You are viewing a plain text version of this content. The canonical link for it is here.

Posted to user@spark.apache.org by 姜鑫 <ji...@gmail.com> on 2022/09/30 02:20:10 UTC

Spark ML VarianceThresholdSelector Unexpected Results

Hi folks,

Has anyone used VarianceThresholdSelector refer to https://spark.apache.org/docs/latest/ml-features.html#variancethresholdselector <https://spark.apache.org/docs/latest/ml-features.html#variancethresholdselector> ? In the doc, an example is gaven and says `The variance for the 6 features are 16.67, 0.67, 8.17, 10.17, 5.07, and 11.47 respectively`, but after calculating I found that the variance should be 13.89, 0.56, 6.81, 8.47, 4.22, 9.56, and there should be only 3 columns selected. Is there something wrong with me or this is a bug?


Regards,
Xin

Re: Spark ML VarianceThresholdSelector Unexpected Results

Posted by 姜鑫 <ji...@gmail.com>.

Thank you so much for the reply.

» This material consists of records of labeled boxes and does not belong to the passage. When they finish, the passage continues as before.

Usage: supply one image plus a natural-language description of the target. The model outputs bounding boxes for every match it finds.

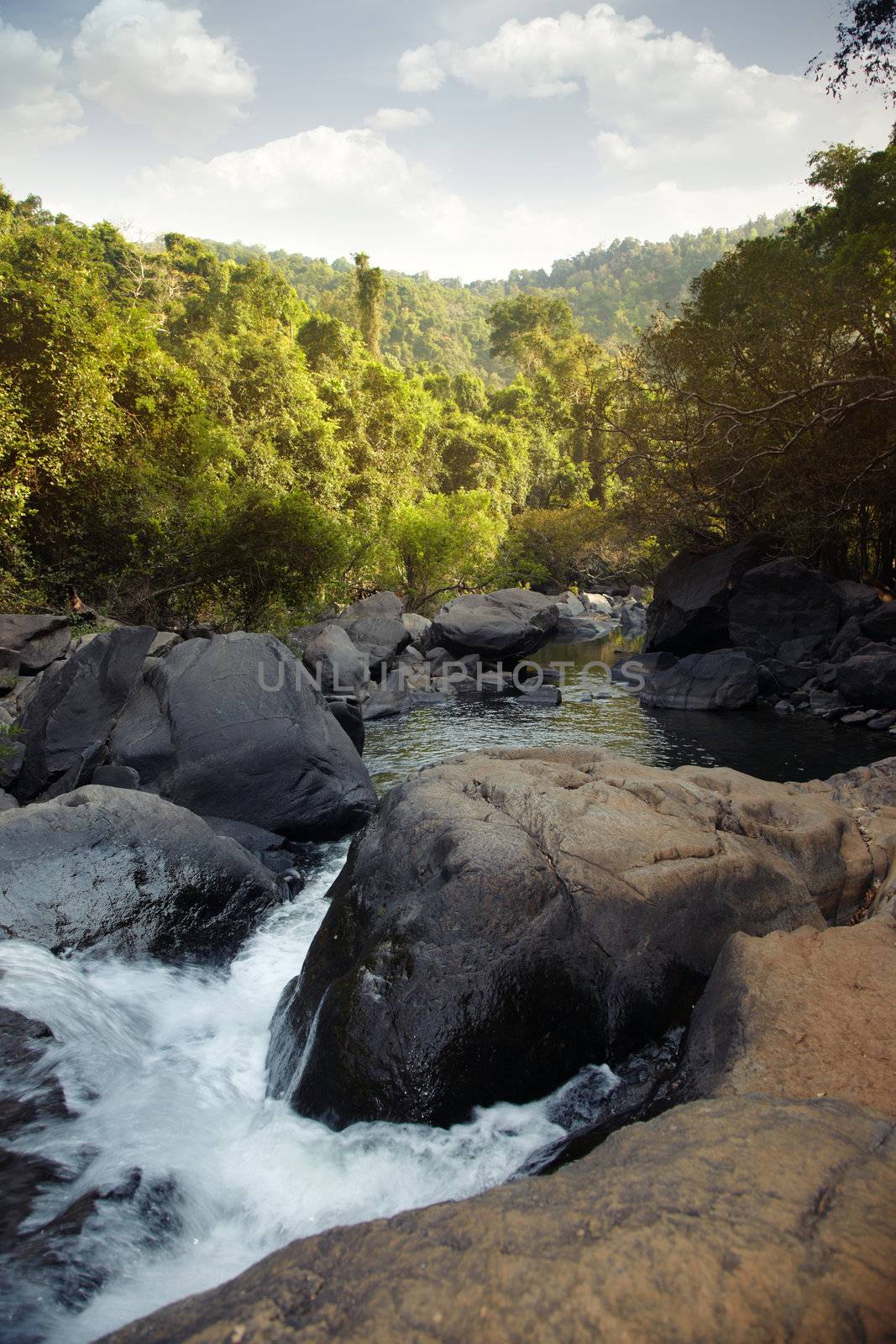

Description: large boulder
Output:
[645,538,768,654]
[97,1097,896,1344]
[837,645,896,710]
[0,785,282,961]
[641,649,757,710]
[0,616,71,675]
[684,918,896,1120]
[728,556,841,661]
[861,602,896,641]
[109,632,376,840]
[427,589,558,660]
[15,627,156,802]
[269,748,872,1127]
[302,621,371,695]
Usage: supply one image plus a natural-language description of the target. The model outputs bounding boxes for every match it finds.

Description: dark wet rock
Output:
[341,616,411,672]
[645,538,768,656]
[0,785,282,961]
[269,748,872,1126]
[837,648,896,710]
[94,1097,896,1344]
[427,589,558,660]
[861,602,896,641]
[90,764,139,789]
[831,580,880,621]
[0,616,71,674]
[728,556,841,661]
[15,627,156,802]
[641,649,759,710]
[109,633,376,840]
[684,918,896,1120]
[302,622,371,695]
[327,695,364,755]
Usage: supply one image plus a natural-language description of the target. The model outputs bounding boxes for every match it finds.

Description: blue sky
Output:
[0,0,892,280]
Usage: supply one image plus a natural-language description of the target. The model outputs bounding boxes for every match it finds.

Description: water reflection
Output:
[365,636,896,789]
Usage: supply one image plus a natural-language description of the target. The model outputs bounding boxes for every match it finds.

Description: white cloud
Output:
[399,4,889,191]
[398,47,445,92]
[74,0,255,148]
[364,108,432,130]
[119,126,469,270]
[0,18,85,157]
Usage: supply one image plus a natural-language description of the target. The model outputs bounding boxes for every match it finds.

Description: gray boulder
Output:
[13,625,156,802]
[728,556,841,663]
[109,632,376,840]
[427,589,558,660]
[641,649,759,710]
[302,621,371,695]
[645,538,768,654]
[0,616,71,674]
[269,748,873,1127]
[861,602,896,641]
[0,785,282,961]
[837,647,896,710]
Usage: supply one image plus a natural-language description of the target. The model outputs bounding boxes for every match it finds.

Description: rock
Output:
[109,632,376,840]
[831,580,880,620]
[645,538,768,654]
[728,556,840,661]
[0,785,282,961]
[837,648,896,710]
[92,1097,896,1344]
[13,625,156,802]
[302,622,371,695]
[641,649,759,710]
[517,685,563,706]
[341,593,402,629]
[401,612,432,643]
[340,616,411,670]
[327,695,364,755]
[831,616,867,663]
[684,918,896,1120]
[0,616,71,675]
[427,589,558,660]
[861,602,896,641]
[269,748,872,1126]
[146,630,184,659]
[90,764,139,789]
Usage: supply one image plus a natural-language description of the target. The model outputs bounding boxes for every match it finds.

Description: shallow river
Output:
[0,632,894,1344]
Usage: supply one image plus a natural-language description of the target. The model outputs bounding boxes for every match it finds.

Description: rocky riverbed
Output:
[0,583,896,1344]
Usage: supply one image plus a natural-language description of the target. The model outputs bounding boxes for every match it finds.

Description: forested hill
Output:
[208,213,793,381]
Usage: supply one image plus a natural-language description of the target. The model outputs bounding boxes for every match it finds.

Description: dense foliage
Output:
[610,131,896,585]
[0,132,896,627]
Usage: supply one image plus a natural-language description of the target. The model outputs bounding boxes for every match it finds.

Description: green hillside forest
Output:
[0,132,896,629]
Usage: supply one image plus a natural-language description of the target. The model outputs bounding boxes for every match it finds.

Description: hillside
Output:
[208,213,793,381]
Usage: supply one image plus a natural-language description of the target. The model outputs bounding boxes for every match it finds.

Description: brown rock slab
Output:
[684,918,896,1118]
[97,1098,896,1344]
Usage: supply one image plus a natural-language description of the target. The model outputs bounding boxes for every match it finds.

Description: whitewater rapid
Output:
[0,843,616,1344]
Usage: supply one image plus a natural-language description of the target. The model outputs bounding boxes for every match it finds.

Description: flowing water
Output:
[0,632,893,1344]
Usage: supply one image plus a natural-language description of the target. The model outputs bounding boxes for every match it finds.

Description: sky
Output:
[0,0,893,280]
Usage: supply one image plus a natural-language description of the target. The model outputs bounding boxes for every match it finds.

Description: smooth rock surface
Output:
[641,649,759,710]
[684,918,896,1120]
[0,616,71,674]
[645,538,768,656]
[269,748,873,1127]
[0,785,282,961]
[97,1098,896,1344]
[728,556,841,661]
[109,632,376,840]
[15,625,156,802]
[427,589,558,660]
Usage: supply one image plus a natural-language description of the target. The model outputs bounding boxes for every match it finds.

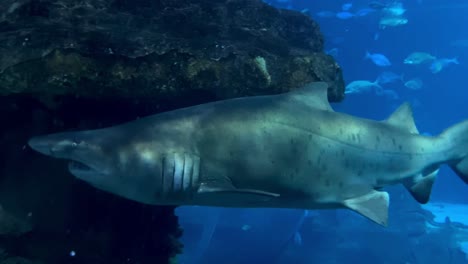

You are right and maybe it would be better if it is mentioned in docs because in some other ml libraries e.g. sklearn, it uses population variance.



> 2022年9月30日 上午10:49，Sean Owen <sr...@gmail.com> 写道：
> 
> This is sample variance, not population (i.e. divide by n-1, not n). I think that's justified as the data are notionally a sample from a population.
> 
> On Thu, Sep 29, 2022 at 9:21 PM 姜鑫 <jiangxin369@gmail.com <ma...@gmail.com>> wrote:
> Hi folks,
> 
> Has anyone used VarianceThresholdSelector refer to https://spark.apache.org/docs/latest/ml-features.html#variancethresholdselector <https://spark.apache.org/docs/latest/ml-features.html#variancethresholdselector> ? In the doc, an example is gaven and says `The variance for the 6 features are 16.67, 0.67, 8.17, 10.17, 5.07, and 11.47 respectively`, but after calculating I found that the variance should be 13.89, 0.56, 6.81, 8.47, 4.22, 9.56, and there should be only 3 columns selected. Is there something wrong with me or this is a bug?
> 
> 
> Regards,
> Xin

Re: Spark ML VarianceThresholdSelector Unexpected Results

Posted by Sean Owen <sr...@gmail.com>.

This is sample variance, not population (i.e. divide by n-1, not n). I
think that's justified as the data are notionally a sample from a
population.

On Thu, Sep 29, 2022 at 9:21 PM 姜鑫 <ji...@gmail.com> wrote:

> Hi folks,
>
> Has anyone used VarianceThresholdSelector refer to
> https://spark.apache.org/docs/latest/ml-features.html#variancethresholdselector ?
> In the doc, an example is gaven and says `The variance for the 6 features
> are 16.67, 0.67, 8.17, 10.17, 5.07, and 11.47 respectively`, but after
> calculating I found that the variance should be 13.89, 0.56, 6.81, 8.47,
> 4.22, 9.56, and there should be only 3 columns selected. Is there something
> wrong with me or this is a bug?
>
>
> Regards,
> Xin
>